Yaxchilan is a Mayan site located along the Usumacinta River across the border from northern Guatemala. It's not as grand as Palenque but I still enjoyed the visit. You get there by taking a hour long boat ride up the river then hike a little less than a kilometre in to the front gate. To get to the main area you walk through some ruins which is nice cause a lot of places, you can't go inside the ruins. The main area is decent but what made it for me was the building in picture 2. I orginally thought it was in Palenque and was disappointed when I didn't see it. When I saw it here I was extremely pleased. There are a lot of carvings located among the ruins that are in fine condition. Some have been restored others are in great condition and don't need restoration yet. There are some ruins set away from the main group that you have to walk about 1 km through the jungle to get to which also made it a pleasure to visit. Another great thing is for the size of the ruins and how well it's kept up, there's hardly other visitors. I think the entire time I was there, there was a total of like 25 other people.

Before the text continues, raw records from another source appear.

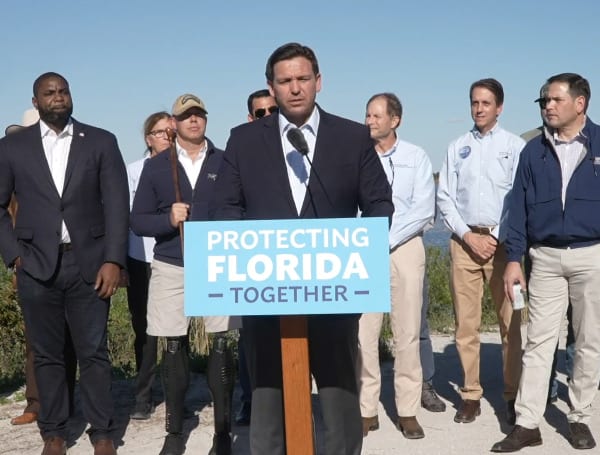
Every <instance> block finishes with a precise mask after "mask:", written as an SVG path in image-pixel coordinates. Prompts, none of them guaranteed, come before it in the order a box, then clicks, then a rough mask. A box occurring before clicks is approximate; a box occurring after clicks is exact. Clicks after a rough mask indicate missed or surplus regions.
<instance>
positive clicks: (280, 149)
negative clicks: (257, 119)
mask: <svg viewBox="0 0 600 455" xmlns="http://www.w3.org/2000/svg"><path fill="white" fill-rule="evenodd" d="M317 176H318V177H319V178H317ZM311 196H312V201H311ZM213 200H214V205H213V206H211V210H210V211H211V216H212V218H213V219H218V220H233V219H263V220H264V219H290V218H317V217H319V218H351V217H356V216H357V213H358V210H359V209H360V211H361V212H362V216H383V217H388V218H391V216H392V214H393V212H394V206H393V203H392V192H391V189H390V186H389V183H388V181H387V178H386V175H385V172H384V170H383V167H382V166H381V162H380V160H379V158H378V157H377V153H376V152H375V150H374V147H373V141H372V140H371V138H370V135H369V130H368V129H367V127H365V126H364V125H361V124H359V123H356V122H353V121H350V120H346V119H343V118H341V117H337V116H334V115H331V114H328V113H326V112H324V111H323V110H320V121H319V130H318V132H317V141H316V144H315V151H314V156H313V170H312V171H311V173H310V179H309V184H308V190H307V191H306V195H305V199H304V203H303V206H302V210H301V212H300V215H298V212H297V210H296V206H295V204H294V200H293V196H292V191H291V189H290V185H289V180H288V174H287V168H286V163H285V157H284V155H283V148H282V145H281V136H280V134H279V116H278V115H270V116H268V117H266V118H264V119H261V120H258V121H254V122H250V123H246V124H243V125H240V126H238V127H236V128H234V129H233V130H232V131H231V136H230V138H229V141H228V142H227V147H226V150H225V154H224V156H223V164H222V166H221V170H220V172H219V177H218V179H217V185H216V190H215V197H214V199H213ZM315 209H316V213H315Z"/></svg>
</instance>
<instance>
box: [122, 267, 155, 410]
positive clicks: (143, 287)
mask: <svg viewBox="0 0 600 455" xmlns="http://www.w3.org/2000/svg"><path fill="white" fill-rule="evenodd" d="M127 271H128V273H129V286H127V304H128V306H129V313H130V314H131V326H132V328H133V332H134V333H135V341H134V349H135V364H136V368H137V378H136V382H135V401H136V404H138V405H149V406H152V384H153V382H154V376H155V373H156V359H157V356H158V352H157V351H158V348H157V343H158V338H157V337H154V336H151V335H147V334H146V328H147V327H148V323H147V320H146V313H147V308H148V283H149V282H150V274H151V267H150V264H149V263H147V262H145V261H139V260H137V259H134V258H132V257H129V256H128V257H127Z"/></svg>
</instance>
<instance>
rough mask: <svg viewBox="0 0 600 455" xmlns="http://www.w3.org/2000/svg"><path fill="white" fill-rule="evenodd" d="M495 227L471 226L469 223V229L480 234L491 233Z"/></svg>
mask: <svg viewBox="0 0 600 455" xmlns="http://www.w3.org/2000/svg"><path fill="white" fill-rule="evenodd" d="M495 227H496V226H471V225H469V229H471V232H473V233H475V234H480V235H492V230H493V229H494V228H495Z"/></svg>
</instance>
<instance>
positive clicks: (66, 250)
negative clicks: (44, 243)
mask: <svg viewBox="0 0 600 455" xmlns="http://www.w3.org/2000/svg"><path fill="white" fill-rule="evenodd" d="M72 249H73V244H72V243H61V244H60V245H58V252H59V253H64V252H65V251H71V250H72Z"/></svg>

In its heyday it was a fairly important side and it dominated many local sites like Bonampak. It even rivalled Palenque at one point. It reached it's greatest power under King Shield Jaguar 2 who died in 742.

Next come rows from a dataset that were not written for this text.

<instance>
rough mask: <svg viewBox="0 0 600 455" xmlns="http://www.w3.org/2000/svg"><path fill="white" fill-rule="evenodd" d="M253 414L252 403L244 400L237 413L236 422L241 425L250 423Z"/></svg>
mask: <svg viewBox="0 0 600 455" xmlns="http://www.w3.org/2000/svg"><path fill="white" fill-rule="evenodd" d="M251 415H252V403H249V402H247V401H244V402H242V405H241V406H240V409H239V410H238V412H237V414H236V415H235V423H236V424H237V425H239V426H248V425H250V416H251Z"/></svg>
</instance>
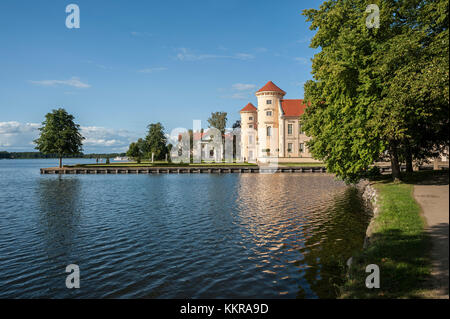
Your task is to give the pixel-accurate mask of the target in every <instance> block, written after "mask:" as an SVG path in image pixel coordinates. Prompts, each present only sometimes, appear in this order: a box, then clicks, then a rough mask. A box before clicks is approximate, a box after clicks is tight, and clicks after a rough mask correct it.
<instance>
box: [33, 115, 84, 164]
mask: <svg viewBox="0 0 450 319" xmlns="http://www.w3.org/2000/svg"><path fill="white" fill-rule="evenodd" d="M73 120H74V117H73V115H71V114H68V113H67V111H66V110H65V109H63V108H59V109H57V110H53V111H52V112H51V113H47V115H46V116H45V121H44V122H42V125H43V126H42V127H40V128H39V131H41V134H40V137H39V138H38V139H36V140H35V141H34V143H35V144H36V149H37V150H39V151H40V152H42V153H44V154H57V155H58V157H59V158H60V159H61V158H62V157H63V156H65V155H76V154H80V153H81V151H82V145H83V143H82V142H83V139H84V137H83V136H81V134H80V125H78V124H75V123H74V121H73ZM60 166H61V162H60Z"/></svg>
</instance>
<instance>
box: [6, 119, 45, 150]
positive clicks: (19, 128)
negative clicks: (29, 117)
mask: <svg viewBox="0 0 450 319" xmlns="http://www.w3.org/2000/svg"><path fill="white" fill-rule="evenodd" d="M39 127H40V124H37V123H25V124H23V123H19V122H16V121H10V122H0V147H3V148H4V147H8V149H9V150H21V149H26V150H31V149H32V148H33V147H32V146H31V144H32V142H33V140H34V139H36V138H37V137H38V133H39V131H38V128H39ZM30 146H31V147H30Z"/></svg>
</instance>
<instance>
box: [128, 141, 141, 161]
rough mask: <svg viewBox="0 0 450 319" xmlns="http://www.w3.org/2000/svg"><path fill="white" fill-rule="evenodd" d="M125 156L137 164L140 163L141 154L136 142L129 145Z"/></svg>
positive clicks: (138, 145)
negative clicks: (130, 159) (127, 157)
mask: <svg viewBox="0 0 450 319" xmlns="http://www.w3.org/2000/svg"><path fill="white" fill-rule="evenodd" d="M127 156H129V157H131V158H132V159H134V160H135V161H136V162H137V163H138V164H139V163H140V162H141V160H142V156H143V152H142V150H141V148H140V147H139V143H138V142H133V143H131V144H130V146H129V148H128V151H127Z"/></svg>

The city of Palenque is basically designed for tourists to come in, see the ruins and some nearby attractions and then head off into another destination. It's small enough that it is easy to walk where you need to go. And it's not too small that you end thinking I can't wait to get out of here as soon as you arrive. There are plenty of travel shops offering tours to various sights in Chiapas and abroad. Lots of souvenirs stores (but I did find the Mayan Riveria located in Quitana Roo a better place to buy Chiapas souvenirs than in this town) selling their souvenirs. There is a good selection of restaurants some being really tasty. Good internet cafes and a huge selection of accomodations catering to most budgets. The plaza is quite nice although hidden underneath stalls sell more tourist stuff. At the beginning of the city there is a nice Mayan Head statue that greets visitors in this city of around 85,000 people.

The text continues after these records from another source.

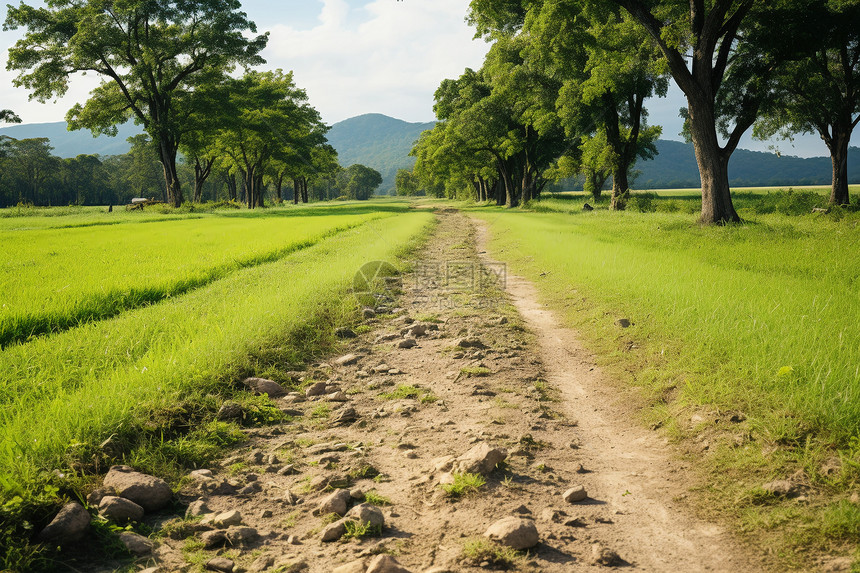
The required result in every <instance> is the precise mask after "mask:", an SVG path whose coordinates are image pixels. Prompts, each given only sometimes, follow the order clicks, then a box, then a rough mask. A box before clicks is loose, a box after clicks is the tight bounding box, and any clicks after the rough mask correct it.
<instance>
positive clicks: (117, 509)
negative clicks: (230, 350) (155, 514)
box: [99, 495, 144, 524]
mask: <svg viewBox="0 0 860 573" xmlns="http://www.w3.org/2000/svg"><path fill="white" fill-rule="evenodd" d="M99 513H100V514H102V515H103V516H104V517H106V518H107V519H109V520H111V521H113V522H114V523H119V524H126V523H128V522H129V521H140V520H141V519H143V513H144V512H143V508H142V507H140V506H139V505H137V504H136V503H134V502H133V501H131V500H128V499H124V498H121V497H117V496H113V495H106V496H104V497H103V498H102V501H101V503H99Z"/></svg>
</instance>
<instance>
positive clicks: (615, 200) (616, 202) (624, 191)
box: [609, 162, 630, 211]
mask: <svg viewBox="0 0 860 573" xmlns="http://www.w3.org/2000/svg"><path fill="white" fill-rule="evenodd" d="M622 163H623V162H622ZM629 198H630V185H629V183H628V180H627V166H625V165H619V166H618V168H617V169H616V170H615V172H614V173H613V174H612V201H611V202H610V203H609V210H610V211H623V210H624V209H625V208H626V207H627V199H629Z"/></svg>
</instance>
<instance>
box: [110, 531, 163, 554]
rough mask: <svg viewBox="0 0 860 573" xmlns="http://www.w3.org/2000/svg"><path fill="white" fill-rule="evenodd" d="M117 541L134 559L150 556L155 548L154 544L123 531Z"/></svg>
mask: <svg viewBox="0 0 860 573" xmlns="http://www.w3.org/2000/svg"><path fill="white" fill-rule="evenodd" d="M119 540H120V542H121V543H122V544H123V545H124V546H125V548H126V549H127V550H128V552H129V553H131V554H132V555H134V556H136V557H144V556H146V555H150V554H151V553H152V550H153V548H154V547H155V543H153V542H152V541H150V540H149V539H147V538H146V537H144V536H143V535H139V534H137V533H134V532H133V531H123V532H122V533H120V534H119Z"/></svg>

In the Painted Rooms, All Walls are Painted
"Discovered" in 1946 by Giles Healy, Bonampak would be an average Mayan site if it weren't for the murals that are which makes it worthy stop if you are in the area. In Structure 1 there are 3 rooms that are completed painted. It is currently the only Mayan ruins that the paintings are so detailed and well preserved. The ruins themselve are a fair size with a lot of stairs. There are a couple of large stelae in the area but the majority of the site is located at one building (picture 2). From where the van drops you off to the ruins is about a 500m walk crossing an old airfield. I cannot remember the price for entrance but I believe it is only a couple of bucks, more if you have a video camera. There are some unimpressive souvenir shops here and a store. Bonampak is located close to the Guatemalan border nearish the frontier town of Frontera Corozal.
These are some picturesque waterfalls about 55-60 km west of Palenque. It's a series of waterfalls that go one for between 1 and 2 km, one after another with the occasional swimming spot in between. It's a great place for swimming but if you didn't come in your own private car there is nowhere to lock up your stuff. The water is really a nice blue due the mineral content. Located along the path that goes along the waterfalls are a whole bunch of restaurants and souvenir stores. Some of the restaurants are decently priced. I came here but those tourist shuttles that they have in Palenque. I payed US $10 for land transport to Palenque ruins, Misol-Ha, here and back to Palenque.